Ce n’est pas moi qui suis méchant, c’est le marché, et c’est vous qui l’avez fait, en vous persuadant que thanatopracteur c’était le pied, que vous pourriez frimer devant vos amis et que vous étiez quelqu’un de super original, au moment ou des milliers d’autres petits jeunes identiques à vous pensaient la même chose, en cours d’économie, et n’écoutaient pas le prof expliquer la loi de l’offre et de la demande. Sans, je suis sûr, au passage, vous dire que c’était un métier exigeant, difficile, technique, dans un milieu ou régent en maîtres Monsieur Deuil et Madame Respect dû aux défunts.

Posez-vous les bonnes questions : pourquoi on estime que, sur environ 2000 thanatopracteurs diplômés en France, à peu près 900 exercent, soit moins de la moitié ? Pourquoi, trois mois, oui, 90 jours, après l’obtention de leur diplôme, un jeune thanatopracteur sur deux quitte définitivement le milieu funéraire ? Pourquoi deux thanatopracteurs indépendants sur trois exercent une autre activité en parallèle, vacations funéraires, transport de corps,… pour gagner leur vie ? Pourquoi beaucoup de thanatopracteurs me disent que leurs revenus ont été divisés par trois en vingt ans ?

C’est à cause de vous, Kevin. C’est à cause de tous ceux qui m’écrivent, sur Funéraire Info, sur Mon blog, sur Facebook, sur Twitter, pour me dire, avec une orthographe plus ou moins aléatoire, que vous « C’est spécial, vous voulez faire thanatopracteur ». Non, ce n’est pas spécial, c’est commun terriblement commun. Le problème, c’est que tout le monde veut être thanatopracteur, mais que personne ne sait ce que c’est. Ce qui est spécial, c’est quelqu’un qui est d’accord pour entrer au poste le plus bas et travailler dur pour s’élever. Ce n’est pas vous. Les thanatos avec qui je travaille, si.

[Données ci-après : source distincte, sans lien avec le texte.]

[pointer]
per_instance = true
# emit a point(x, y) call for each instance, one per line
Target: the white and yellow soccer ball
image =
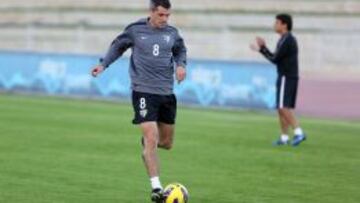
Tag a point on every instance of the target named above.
point(176, 193)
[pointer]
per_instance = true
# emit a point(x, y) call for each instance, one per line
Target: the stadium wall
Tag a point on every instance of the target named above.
point(209, 83)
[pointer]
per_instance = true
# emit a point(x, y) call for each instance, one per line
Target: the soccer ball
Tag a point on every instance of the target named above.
point(176, 193)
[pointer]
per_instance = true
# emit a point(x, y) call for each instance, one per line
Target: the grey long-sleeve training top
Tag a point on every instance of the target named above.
point(155, 52)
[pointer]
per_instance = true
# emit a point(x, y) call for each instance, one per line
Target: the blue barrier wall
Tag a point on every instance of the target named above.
point(209, 83)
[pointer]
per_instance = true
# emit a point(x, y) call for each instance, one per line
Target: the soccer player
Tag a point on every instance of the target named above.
point(286, 60)
point(158, 51)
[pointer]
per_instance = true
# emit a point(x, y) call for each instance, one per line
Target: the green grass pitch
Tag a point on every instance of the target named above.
point(76, 151)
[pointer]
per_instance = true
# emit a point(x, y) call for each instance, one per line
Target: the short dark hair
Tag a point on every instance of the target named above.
point(285, 19)
point(163, 3)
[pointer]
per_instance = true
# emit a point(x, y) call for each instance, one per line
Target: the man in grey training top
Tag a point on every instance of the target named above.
point(157, 52)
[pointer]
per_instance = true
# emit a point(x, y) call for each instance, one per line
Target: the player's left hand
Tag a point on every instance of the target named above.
point(260, 41)
point(180, 74)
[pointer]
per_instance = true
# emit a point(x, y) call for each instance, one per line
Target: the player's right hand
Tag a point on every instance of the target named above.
point(97, 70)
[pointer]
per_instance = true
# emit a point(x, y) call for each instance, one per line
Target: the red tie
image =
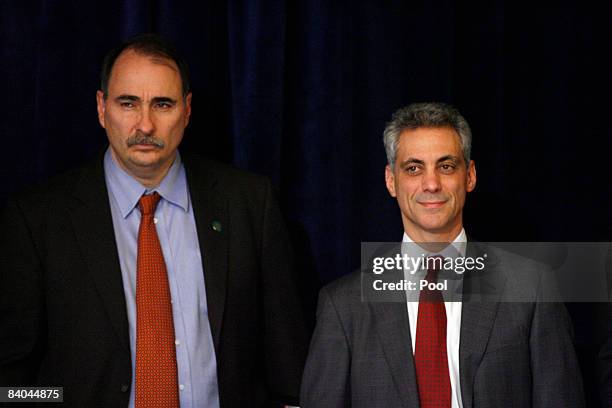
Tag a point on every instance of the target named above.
point(430, 356)
point(156, 372)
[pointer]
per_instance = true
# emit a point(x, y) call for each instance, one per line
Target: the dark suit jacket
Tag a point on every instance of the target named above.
point(63, 318)
point(512, 353)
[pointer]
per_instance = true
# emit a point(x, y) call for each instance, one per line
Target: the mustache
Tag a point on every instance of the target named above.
point(142, 139)
point(431, 197)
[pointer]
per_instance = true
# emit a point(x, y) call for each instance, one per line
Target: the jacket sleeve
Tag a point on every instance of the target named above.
point(326, 380)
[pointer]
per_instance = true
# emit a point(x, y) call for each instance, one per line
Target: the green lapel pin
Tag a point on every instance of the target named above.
point(216, 226)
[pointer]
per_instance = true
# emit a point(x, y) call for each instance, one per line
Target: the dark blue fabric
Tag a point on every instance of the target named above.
point(300, 91)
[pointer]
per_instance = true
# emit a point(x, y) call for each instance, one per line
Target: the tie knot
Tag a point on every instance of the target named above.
point(434, 265)
point(148, 203)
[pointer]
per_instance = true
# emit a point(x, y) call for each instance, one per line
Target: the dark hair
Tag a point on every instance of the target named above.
point(426, 114)
point(148, 44)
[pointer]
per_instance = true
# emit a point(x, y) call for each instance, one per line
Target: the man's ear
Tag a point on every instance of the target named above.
point(187, 108)
point(101, 106)
point(390, 180)
point(471, 175)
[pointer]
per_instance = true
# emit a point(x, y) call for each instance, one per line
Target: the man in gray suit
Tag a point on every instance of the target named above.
point(502, 345)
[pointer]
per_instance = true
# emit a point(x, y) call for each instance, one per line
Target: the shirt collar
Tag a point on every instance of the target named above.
point(459, 245)
point(127, 190)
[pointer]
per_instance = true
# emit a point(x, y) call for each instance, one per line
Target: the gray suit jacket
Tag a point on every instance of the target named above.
point(511, 354)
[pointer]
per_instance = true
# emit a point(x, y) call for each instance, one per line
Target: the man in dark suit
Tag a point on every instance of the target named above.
point(503, 344)
point(148, 278)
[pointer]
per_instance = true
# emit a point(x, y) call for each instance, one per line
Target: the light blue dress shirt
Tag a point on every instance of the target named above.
point(176, 228)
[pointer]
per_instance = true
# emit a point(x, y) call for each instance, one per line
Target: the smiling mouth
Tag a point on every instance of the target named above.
point(432, 204)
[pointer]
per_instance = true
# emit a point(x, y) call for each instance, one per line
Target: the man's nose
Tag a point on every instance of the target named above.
point(146, 123)
point(431, 181)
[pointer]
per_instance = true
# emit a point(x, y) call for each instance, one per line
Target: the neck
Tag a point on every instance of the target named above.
point(421, 236)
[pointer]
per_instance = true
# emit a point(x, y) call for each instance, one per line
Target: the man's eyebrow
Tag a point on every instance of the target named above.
point(132, 98)
point(448, 157)
point(411, 160)
point(166, 99)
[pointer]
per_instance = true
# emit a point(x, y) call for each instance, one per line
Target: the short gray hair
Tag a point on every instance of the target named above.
point(426, 114)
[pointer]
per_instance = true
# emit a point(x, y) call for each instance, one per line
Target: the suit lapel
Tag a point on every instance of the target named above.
point(393, 331)
point(481, 292)
point(92, 222)
point(212, 222)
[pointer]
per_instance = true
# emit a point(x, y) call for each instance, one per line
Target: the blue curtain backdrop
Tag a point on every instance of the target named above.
point(300, 91)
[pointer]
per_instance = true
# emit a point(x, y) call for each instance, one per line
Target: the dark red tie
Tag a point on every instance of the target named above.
point(430, 356)
point(156, 372)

Alors, si vous voulez embrasser la carrière des pompes funèbres, je vais vous donner trois conseils. Le premier, commencez par dire “bonjour” aux gens, ils apprécient. Le second, lisez des livres : pour le vocabulaire, l’orthographe, la grammaire, tout ce qui peut faire que les gens vous comprendront sans efforts, ce qui vous rendra de suite plus sympathique, ça aide. Le troisième, soyez humble : vous n’avez pas ce qu’il faut pour faire un bon thanatopracteur. Vous pouvez l’apprendre, tout en apprenant ce qu’est un assistant funéraire, un Maître de Cérémonies, un porteur, un agent de funérarium, un conducteur de four, un marbrier, toutes ces professions qui valent autant, ni plus ni moins, que le thanatopracteur, mais que vous ne vous êtes pas donné la peine de connaître, il vous suffit pour cela de rentrer à la base dans une société de pompes funèbres et de grimper les échelons.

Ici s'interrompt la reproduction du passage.